Accuracy comparison of ML algorithms

Fig. 10
figure 10

Performance metrics of regression algorithms

The statistical parameter analysis of various machines is given in Fig. 10. Based on the statistical performance SVR is selected for BP prediction because of its light weight and easy to implement in hardware.

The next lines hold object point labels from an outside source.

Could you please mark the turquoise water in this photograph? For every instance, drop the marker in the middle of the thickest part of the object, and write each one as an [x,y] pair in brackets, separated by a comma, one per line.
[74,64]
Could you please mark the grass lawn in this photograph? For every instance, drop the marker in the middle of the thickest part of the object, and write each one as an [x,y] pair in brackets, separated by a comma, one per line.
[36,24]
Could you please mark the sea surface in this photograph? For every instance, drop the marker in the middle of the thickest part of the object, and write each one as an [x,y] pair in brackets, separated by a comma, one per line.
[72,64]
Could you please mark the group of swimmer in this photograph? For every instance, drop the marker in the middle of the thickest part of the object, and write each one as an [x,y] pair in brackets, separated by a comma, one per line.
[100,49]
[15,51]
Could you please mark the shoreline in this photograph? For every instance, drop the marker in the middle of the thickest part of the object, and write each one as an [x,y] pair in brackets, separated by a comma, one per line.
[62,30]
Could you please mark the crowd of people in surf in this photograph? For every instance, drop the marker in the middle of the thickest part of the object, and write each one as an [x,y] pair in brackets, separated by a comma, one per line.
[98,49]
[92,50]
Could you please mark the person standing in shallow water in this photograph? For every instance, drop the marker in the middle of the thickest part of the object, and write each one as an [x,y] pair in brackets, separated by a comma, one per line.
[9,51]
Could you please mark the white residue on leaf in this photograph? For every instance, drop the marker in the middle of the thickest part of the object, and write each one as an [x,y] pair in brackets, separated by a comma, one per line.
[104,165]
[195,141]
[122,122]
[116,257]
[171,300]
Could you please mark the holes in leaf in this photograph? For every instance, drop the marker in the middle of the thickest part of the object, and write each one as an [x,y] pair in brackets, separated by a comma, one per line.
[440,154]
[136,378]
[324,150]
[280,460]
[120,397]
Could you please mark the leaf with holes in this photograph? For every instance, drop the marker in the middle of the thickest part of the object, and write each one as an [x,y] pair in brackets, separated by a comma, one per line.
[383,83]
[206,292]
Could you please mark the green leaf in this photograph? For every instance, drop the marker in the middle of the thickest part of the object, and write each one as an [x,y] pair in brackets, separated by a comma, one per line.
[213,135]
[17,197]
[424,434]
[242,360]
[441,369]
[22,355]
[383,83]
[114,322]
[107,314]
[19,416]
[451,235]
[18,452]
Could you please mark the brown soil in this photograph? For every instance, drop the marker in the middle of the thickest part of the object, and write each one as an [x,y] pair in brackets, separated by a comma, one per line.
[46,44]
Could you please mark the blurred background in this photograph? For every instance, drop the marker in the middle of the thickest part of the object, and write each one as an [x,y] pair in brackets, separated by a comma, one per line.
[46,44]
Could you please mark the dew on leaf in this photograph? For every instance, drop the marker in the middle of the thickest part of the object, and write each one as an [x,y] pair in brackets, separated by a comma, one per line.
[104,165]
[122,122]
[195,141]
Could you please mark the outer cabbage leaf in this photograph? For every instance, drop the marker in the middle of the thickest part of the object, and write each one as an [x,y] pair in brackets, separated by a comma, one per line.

5 Conclusion and Future Extensions

In our proposed system, we utilized a pulse sensor for Blood Pressure (BP) and Heart rate monitoring and prediction. Given the significance of heart rate and BP variations in ICU health assessment, we aimed for precise data collection while prioritizing patient comfort. By exclusively utilizing a Photoplethysmography (PPG) dataset and applying a Savgol filter for noise reduction, we prepared the data for ML algorithms. To address BP estimation complexities, we employed Principal Component Analysis (PCA) for feature extraction, yielding 43 features with high variance. The SVR algorithm accurately predicted SBP and DBP values. Future extensions may include refining the wireless API for enhanced accessibility and exploring advanced ML techniques for even greater accuracy.